Das Interview in voller Länge:

Bettina Klein: Stabswechsel beim ifo Institut in München: Das Kapitel Hans-Werner Sinn ist gestern zu Ende gegangen. Den Nachfolger Clemens Fuest als Leiter des ifo Instituts in München begrüße ich jetzt am Telefon, guten Morgen, Herr Fuest!

Clemens Fuest: Schönen guten Morgen, Frau Klein!

Klein: Die Sphinx aus München, haben wir gerade gehört! Sehen Sie sich so?

Fuest: Man muss sich klarmachen, dass Konjunkturforschung wichtig ist, aber mit einer Sphinx, also einer geheimnisvollen Figur, die da irgendwas hervorbringt, hat das nichts zu tun. Es ist ja schon gesagt worden, da werden Unternehmen befragt, wie die Geschäfte bei ihnen laufen, welche Erwartungen sie haben, und darüber berichten wir. Das ist also ein ganz nüchterner Vorgang, nichts Geheimnisvolles.

Klein: Herr Fuest, Ihr Vorgänger hat ja in wichtigen politischen Themen … ich will nicht sagen quer zur Mehrheitsmeinung gestanden, aber auf jeden Fall erkennbar sehr kritisch zur Bundesregierung, Beispiel Eurokrise. Ist von Ihnen Ähnliches zu erwarten oder gibt es da gravierende Meinungsunterschiede im Vergleich zu Ihrem Vorgänger?

Fuest: Nein, es ist ganz wichtig, dass die Wirtschaftsforschungsinstitute unabhängig die Situation analysieren und dann vortragen, was sie auf der Basis der Forschung herausbekommen haben. Und das kann quer zur Politik stehen, das kann dem zuwiderlaufen, das kann auch mal die Politik unterstützen. So war es auch beim ifo Institut. Natürlich fällt das Ganze der Öffentlichkeit mehr auf, wenn es Streit gibt mit der Politik. Die Menschen, die Steuerzahler in Deutschland, die das Institut finanzieren, erwarten aber, dass das Institut eine unabhängige Stimme ist, und so werde auch ich es halten.

Klein: Und wo gab oder gibt es Streit zwischen Ihnen und Hans-Werner Sinn?

"Die Steuerpolitik werde ich mitbringen ans ifo"

Fuest: Zwischen mir und Hans-Werner Sinn gibt es überhaupt keinen Streit. Es ist natürlich nicht so, dass wir in allen Positionen übereinstimmen, aber doch in vielen Dingen. Er hat ja zur Eurokrise beispielsweise gesagt, dass es eben problematisch ist, wenn über die Zentralbank versteckt Kredite von einem Land ans andere vergeben werden, zu denen die Parlamente nichts gesagt haben.
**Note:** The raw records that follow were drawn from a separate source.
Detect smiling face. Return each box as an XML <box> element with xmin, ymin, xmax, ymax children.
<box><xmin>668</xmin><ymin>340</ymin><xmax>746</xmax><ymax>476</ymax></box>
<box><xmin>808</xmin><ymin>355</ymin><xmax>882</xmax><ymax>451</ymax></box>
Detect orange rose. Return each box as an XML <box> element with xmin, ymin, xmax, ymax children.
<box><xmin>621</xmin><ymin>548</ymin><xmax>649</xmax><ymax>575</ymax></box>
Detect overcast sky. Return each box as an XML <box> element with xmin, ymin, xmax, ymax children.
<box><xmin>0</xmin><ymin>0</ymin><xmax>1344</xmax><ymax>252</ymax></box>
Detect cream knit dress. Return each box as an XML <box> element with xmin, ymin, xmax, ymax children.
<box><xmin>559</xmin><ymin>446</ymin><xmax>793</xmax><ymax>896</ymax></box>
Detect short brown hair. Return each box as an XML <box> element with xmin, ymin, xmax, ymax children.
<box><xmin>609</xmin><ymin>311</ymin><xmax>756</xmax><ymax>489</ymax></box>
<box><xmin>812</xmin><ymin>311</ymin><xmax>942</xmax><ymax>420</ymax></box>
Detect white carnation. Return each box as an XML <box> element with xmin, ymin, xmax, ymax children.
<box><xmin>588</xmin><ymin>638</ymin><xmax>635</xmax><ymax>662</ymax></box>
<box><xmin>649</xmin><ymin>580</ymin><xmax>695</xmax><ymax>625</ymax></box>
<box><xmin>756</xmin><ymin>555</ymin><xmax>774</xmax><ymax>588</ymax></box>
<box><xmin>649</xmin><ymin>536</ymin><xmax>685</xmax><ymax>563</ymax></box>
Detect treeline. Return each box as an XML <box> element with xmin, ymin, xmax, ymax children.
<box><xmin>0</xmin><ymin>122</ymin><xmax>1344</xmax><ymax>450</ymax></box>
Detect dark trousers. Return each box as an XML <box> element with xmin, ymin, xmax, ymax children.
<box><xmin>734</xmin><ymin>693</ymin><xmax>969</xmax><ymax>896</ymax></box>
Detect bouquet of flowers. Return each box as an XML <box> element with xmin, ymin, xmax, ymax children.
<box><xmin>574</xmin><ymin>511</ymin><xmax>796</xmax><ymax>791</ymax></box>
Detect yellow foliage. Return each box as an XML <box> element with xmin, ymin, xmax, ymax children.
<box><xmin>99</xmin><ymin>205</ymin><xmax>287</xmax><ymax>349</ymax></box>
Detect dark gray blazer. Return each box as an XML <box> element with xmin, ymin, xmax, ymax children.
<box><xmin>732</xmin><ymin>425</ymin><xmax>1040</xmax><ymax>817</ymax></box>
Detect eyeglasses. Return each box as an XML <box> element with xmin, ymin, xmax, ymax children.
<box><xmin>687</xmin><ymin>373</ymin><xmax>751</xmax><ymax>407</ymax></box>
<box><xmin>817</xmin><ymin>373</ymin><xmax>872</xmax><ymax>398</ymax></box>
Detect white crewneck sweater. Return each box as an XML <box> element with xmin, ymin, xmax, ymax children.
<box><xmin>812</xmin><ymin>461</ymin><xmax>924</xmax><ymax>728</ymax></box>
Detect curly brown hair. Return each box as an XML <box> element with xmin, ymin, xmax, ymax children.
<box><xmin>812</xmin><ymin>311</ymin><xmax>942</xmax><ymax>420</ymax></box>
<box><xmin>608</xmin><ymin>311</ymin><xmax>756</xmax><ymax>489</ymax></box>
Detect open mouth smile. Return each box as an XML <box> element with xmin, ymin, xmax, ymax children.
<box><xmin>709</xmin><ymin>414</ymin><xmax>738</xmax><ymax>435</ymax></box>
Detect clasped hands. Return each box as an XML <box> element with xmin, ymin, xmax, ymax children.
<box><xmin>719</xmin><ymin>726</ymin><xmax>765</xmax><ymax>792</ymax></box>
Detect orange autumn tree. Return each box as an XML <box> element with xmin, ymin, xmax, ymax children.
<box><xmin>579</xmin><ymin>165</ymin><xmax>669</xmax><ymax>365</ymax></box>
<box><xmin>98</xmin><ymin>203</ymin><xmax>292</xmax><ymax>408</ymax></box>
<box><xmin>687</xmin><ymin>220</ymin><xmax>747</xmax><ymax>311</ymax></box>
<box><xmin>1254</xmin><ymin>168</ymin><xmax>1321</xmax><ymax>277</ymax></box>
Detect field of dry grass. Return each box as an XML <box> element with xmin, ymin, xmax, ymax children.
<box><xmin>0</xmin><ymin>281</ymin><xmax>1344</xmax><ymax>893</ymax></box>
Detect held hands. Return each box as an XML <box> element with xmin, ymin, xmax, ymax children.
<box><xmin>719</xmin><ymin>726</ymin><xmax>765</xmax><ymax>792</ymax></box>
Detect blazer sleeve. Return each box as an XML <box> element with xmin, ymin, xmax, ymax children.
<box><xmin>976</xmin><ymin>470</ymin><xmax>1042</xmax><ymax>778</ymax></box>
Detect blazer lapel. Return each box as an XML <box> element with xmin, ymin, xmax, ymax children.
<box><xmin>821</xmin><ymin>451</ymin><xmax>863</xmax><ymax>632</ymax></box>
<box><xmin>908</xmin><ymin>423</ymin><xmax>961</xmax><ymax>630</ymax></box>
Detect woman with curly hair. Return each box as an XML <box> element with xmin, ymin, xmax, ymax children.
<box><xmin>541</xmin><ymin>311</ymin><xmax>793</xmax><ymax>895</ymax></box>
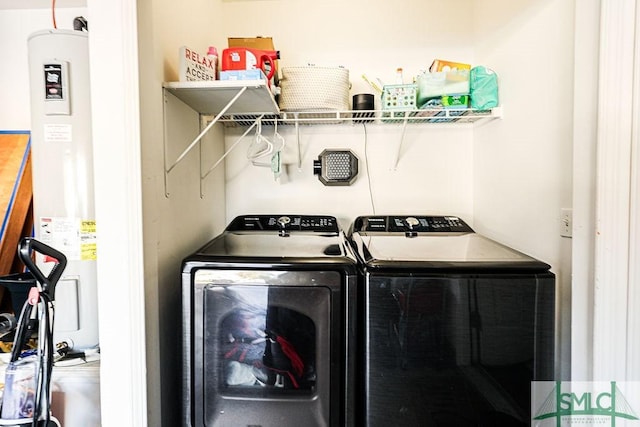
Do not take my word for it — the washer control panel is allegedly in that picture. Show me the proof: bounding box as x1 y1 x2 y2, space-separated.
227 215 340 234
353 215 473 233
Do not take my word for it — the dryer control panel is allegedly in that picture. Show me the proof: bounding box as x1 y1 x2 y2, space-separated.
227 215 340 234
353 215 473 233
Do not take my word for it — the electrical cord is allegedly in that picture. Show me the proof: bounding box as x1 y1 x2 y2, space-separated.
51 0 58 29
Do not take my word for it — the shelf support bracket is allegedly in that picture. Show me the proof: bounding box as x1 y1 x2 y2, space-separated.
393 117 409 170
200 114 264 180
164 86 247 197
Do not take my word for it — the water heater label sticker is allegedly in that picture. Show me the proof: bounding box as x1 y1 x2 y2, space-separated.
40 217 97 261
44 123 72 142
80 220 98 261
44 64 65 100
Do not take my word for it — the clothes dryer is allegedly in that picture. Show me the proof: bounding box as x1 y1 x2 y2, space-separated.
182 215 358 427
350 215 555 427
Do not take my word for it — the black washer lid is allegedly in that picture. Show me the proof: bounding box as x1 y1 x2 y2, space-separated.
351 215 550 271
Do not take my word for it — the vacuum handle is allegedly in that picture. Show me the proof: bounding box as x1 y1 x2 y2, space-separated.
18 237 67 298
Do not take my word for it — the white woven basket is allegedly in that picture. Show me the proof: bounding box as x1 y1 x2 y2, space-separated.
279 66 350 111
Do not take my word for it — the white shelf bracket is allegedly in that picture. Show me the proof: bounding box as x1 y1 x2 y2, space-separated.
393 117 409 170
200 114 264 180
163 87 247 197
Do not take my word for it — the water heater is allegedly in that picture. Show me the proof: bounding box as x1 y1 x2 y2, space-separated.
28 29 99 349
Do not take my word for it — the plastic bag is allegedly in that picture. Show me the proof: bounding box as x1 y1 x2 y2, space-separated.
469 66 498 110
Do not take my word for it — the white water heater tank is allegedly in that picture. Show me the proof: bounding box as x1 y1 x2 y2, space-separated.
28 29 99 349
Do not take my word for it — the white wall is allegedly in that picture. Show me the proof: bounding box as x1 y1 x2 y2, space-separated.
223 0 574 378
473 0 575 379
138 0 225 426
0 0 574 425
221 0 473 226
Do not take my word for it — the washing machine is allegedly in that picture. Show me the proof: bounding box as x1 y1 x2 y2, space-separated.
182 215 359 427
350 215 555 427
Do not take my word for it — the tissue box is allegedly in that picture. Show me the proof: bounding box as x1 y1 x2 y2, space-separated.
220 69 267 80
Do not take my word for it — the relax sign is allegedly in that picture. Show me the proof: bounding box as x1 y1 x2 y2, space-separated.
179 46 217 82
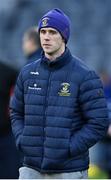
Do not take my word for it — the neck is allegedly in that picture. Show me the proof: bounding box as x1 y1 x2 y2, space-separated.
45 45 65 61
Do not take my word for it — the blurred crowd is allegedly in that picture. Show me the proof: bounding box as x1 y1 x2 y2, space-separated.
0 0 111 179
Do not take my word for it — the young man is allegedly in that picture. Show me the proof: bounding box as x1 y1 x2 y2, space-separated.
22 27 42 64
10 9 108 179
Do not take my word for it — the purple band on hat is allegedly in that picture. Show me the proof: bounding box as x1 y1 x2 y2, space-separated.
38 9 70 43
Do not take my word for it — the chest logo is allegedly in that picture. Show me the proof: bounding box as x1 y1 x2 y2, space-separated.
58 83 71 96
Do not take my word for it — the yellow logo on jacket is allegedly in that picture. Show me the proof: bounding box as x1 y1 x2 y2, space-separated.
58 82 71 96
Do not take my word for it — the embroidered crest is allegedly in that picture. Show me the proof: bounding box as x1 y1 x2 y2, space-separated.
58 83 71 96
42 18 49 27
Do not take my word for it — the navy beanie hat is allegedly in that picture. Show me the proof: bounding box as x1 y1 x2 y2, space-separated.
38 8 70 43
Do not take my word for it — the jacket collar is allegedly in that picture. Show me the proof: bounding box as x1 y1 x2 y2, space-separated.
41 48 72 68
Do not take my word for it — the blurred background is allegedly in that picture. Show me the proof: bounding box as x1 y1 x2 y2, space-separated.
0 0 111 179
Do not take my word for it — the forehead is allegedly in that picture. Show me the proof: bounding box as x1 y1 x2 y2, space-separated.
40 27 58 32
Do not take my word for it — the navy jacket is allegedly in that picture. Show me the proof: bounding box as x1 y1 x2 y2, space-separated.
10 49 108 173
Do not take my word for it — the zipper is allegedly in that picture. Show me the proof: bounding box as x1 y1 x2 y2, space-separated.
41 70 52 169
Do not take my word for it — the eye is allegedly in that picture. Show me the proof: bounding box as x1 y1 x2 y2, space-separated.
49 30 57 35
40 29 46 34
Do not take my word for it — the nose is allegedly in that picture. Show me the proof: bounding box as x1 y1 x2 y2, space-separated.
44 32 50 41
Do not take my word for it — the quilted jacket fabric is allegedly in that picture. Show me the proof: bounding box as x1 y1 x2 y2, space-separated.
10 49 108 173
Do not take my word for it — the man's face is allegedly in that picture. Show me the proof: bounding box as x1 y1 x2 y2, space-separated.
40 28 64 55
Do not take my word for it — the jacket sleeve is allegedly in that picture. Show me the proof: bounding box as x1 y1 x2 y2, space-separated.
70 71 109 156
10 73 24 148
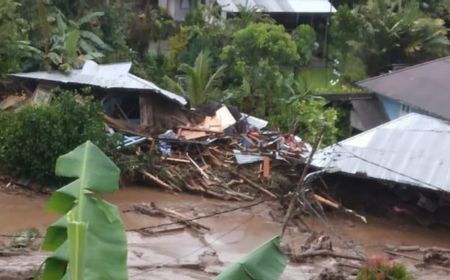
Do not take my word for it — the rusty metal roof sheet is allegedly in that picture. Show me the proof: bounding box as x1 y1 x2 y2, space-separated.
217 0 336 13
357 56 450 120
313 113 450 193
11 60 188 106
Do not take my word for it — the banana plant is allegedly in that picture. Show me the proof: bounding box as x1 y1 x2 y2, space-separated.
214 236 287 280
38 141 128 280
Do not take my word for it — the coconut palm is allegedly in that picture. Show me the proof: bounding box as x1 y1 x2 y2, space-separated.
164 51 225 106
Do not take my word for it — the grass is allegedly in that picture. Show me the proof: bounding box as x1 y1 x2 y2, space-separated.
300 68 365 94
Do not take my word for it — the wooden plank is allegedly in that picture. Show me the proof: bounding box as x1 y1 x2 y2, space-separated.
263 157 270 178
233 172 278 199
139 96 155 128
142 171 173 191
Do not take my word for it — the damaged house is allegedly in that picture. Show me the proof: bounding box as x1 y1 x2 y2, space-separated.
313 113 450 226
11 60 188 135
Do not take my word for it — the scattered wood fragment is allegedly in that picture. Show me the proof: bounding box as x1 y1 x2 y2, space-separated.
263 157 270 178
150 203 210 231
313 194 367 224
384 250 423 262
233 172 278 199
142 171 173 191
138 225 186 236
292 250 365 262
161 157 190 163
186 153 213 180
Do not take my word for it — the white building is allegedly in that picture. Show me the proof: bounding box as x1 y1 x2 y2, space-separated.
158 0 336 21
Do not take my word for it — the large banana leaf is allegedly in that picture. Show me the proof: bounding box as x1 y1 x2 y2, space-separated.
42 141 128 280
215 236 287 280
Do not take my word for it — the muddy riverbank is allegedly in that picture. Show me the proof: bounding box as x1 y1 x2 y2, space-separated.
0 186 450 279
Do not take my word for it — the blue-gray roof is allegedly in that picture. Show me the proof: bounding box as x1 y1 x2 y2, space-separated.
217 0 336 13
313 113 450 193
357 56 450 120
11 60 188 106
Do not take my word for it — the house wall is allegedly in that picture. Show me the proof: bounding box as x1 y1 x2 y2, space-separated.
158 0 196 21
377 94 401 120
376 94 428 120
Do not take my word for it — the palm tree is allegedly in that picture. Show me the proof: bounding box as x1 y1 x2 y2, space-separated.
164 51 225 106
38 2 112 71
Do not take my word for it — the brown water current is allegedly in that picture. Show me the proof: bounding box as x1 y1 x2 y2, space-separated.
0 187 450 280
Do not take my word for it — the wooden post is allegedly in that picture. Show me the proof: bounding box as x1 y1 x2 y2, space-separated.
139 95 155 129
281 129 324 238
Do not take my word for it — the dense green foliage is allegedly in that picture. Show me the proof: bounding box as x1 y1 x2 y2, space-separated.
38 141 128 280
0 0 38 78
0 90 114 182
356 260 414 280
0 0 450 153
292 24 316 65
165 51 225 106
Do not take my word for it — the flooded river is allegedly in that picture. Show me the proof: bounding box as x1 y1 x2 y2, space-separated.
0 187 450 279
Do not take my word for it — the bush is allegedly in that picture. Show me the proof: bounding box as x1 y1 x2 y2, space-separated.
292 24 316 65
356 258 414 280
272 96 339 146
0 90 112 183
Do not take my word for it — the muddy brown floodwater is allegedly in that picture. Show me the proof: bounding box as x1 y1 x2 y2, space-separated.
0 186 450 280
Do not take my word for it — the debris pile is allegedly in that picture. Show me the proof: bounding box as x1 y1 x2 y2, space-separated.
108 106 311 201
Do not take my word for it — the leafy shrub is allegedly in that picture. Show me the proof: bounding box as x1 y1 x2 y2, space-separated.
356 258 414 280
292 24 316 65
272 96 339 146
0 90 111 182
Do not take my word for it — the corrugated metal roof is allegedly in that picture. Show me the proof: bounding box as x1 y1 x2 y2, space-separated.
11 60 188 106
313 113 450 193
357 56 450 120
350 97 389 131
217 0 336 13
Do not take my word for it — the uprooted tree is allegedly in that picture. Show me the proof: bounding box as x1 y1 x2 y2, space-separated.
38 141 128 280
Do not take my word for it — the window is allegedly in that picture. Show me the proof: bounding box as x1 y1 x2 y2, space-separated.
400 103 411 116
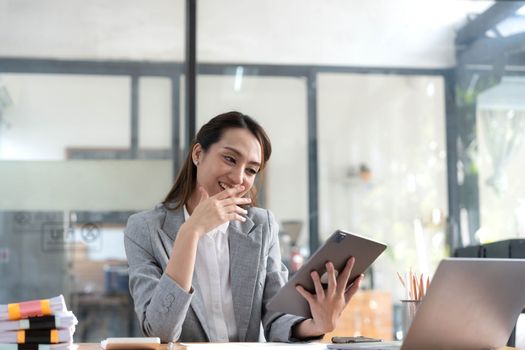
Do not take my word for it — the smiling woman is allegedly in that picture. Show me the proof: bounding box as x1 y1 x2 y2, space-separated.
124 112 361 342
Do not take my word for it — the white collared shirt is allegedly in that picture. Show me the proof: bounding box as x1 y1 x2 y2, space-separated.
184 206 239 342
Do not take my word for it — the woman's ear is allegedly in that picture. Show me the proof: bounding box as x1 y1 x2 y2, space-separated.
191 143 202 165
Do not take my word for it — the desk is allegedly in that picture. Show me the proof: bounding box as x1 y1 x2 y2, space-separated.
77 343 516 350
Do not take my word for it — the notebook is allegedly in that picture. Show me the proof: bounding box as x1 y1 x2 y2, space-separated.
328 258 525 350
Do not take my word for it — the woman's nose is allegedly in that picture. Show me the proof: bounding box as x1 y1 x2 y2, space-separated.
230 167 244 185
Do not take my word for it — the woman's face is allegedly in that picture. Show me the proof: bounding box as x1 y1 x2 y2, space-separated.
192 128 262 196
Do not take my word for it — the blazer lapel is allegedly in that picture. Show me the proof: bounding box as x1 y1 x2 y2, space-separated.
228 218 262 342
159 208 210 339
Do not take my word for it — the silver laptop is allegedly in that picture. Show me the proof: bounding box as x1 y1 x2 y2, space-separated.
328 258 525 350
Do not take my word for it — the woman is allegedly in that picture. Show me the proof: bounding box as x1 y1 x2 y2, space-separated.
124 112 362 342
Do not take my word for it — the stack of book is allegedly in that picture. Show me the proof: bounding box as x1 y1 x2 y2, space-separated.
0 295 78 350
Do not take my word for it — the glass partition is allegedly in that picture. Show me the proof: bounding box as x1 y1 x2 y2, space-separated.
0 0 185 342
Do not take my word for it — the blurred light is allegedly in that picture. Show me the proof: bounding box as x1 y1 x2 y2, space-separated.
432 208 441 225
233 66 244 91
427 83 436 96
516 5 525 16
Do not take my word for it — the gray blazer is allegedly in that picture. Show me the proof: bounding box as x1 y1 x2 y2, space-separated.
124 204 303 342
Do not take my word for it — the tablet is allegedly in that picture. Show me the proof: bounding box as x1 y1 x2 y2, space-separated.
268 230 386 318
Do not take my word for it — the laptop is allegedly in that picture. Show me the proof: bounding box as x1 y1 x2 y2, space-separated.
328 258 525 350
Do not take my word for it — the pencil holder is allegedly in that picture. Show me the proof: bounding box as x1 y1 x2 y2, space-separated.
401 300 422 339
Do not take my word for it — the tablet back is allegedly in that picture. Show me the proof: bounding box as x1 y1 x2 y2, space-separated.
268 230 386 318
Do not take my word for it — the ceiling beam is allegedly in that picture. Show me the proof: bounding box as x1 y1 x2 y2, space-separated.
456 1 525 47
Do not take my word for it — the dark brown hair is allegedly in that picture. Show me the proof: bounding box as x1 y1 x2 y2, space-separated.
163 112 272 209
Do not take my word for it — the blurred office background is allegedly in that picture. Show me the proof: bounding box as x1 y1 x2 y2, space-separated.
0 0 525 342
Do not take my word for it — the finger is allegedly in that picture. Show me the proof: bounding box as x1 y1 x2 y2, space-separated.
326 261 337 295
310 271 324 300
220 197 252 205
224 205 248 215
295 286 315 304
199 186 210 203
337 256 355 294
345 275 364 303
215 185 244 199
228 213 246 222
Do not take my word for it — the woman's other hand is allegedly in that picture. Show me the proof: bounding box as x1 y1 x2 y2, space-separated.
295 257 363 338
186 185 251 236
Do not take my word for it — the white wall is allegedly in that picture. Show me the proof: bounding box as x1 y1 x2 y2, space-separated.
0 0 493 67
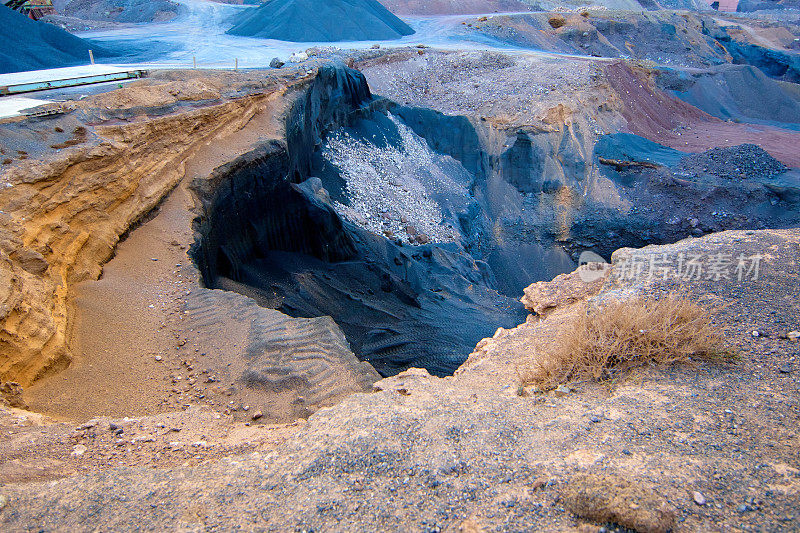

Er hat auch gesagt, dass es ein Problem ist, wenn Länder in einer Krise sind und nicht reformieren. Das sind ja alles vollkommen richtige Punkte, man muss sich jetzt nicht in jedem Detail einig sein, aber was das angeht, gibt es da keine großen Differenzen.

Klein: Jetzt geben Sie uns doch ein Beispiel, wo sind Sie mit ihm nicht einer Meinung und wo werden Sie andere Akzente setzen?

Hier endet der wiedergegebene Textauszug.